Nein, nicht unbedingt. Gerade die Automobilindustrie lebt ja von ihren Zulieferern, das sind oft mittelgroße Unternehmen an verschiedenen Standorten. Selbst wenn Volkswagen von tollen Konditionen profitieren würde, bringt das ja nichts, wenn das nicht die gesamte Produktionskette mit einbezieht. Trotzdem würde ich kleinen Unternehmen sagen, dass es nicht schaden kann, sich nach anderen Exportmärkten umzuschauen, sollte keine gütliche Einigung gefunden werden. Ein Patentrezept für Unternehmen angesichts des Brexits gibt es aber nicht.

Als Ministerin für Bundes- und Europaangelegenheiten sind Sie die Stimme Niedersachsens auf EU Ebene. Was ist Ihre Botschaft an die Verhandlungsführer des Brexit?

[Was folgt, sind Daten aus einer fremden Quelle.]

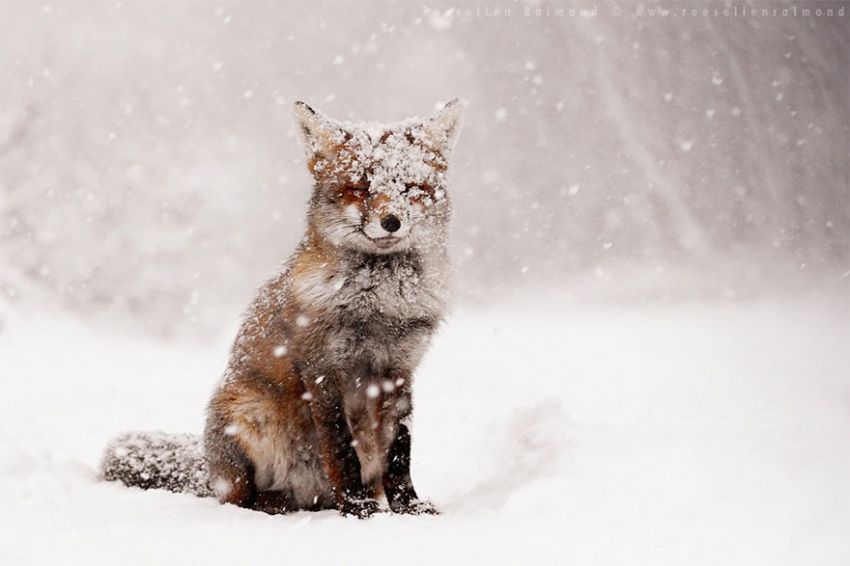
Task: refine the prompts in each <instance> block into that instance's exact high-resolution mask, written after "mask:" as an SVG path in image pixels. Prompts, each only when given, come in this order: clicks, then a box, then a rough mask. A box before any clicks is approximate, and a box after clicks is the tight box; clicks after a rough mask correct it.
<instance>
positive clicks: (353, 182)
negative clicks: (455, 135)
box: [315, 123, 446, 193]
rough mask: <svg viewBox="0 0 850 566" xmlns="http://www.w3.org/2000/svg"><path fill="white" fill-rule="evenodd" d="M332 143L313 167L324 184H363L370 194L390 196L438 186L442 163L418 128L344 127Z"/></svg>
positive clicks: (367, 125) (425, 138)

Ich würde gerne die Briten daran erinnern, dass Niedersachsen und Großbritannien eine besonders innige Beziehung haben. Früher gab es die Personalunion zwischen Hannover und dem Vereinigten Königreich, später sind während der Stationierung britischer Truppen in Niedersachsen viele persönliche Bande entstanden. Wir sollten also immer wieder klar machen, dass wir Großbritannien in unserer europäischen Gemeinschaft behalten wollen. Oder zumindest einen harten Brexit vermeiden.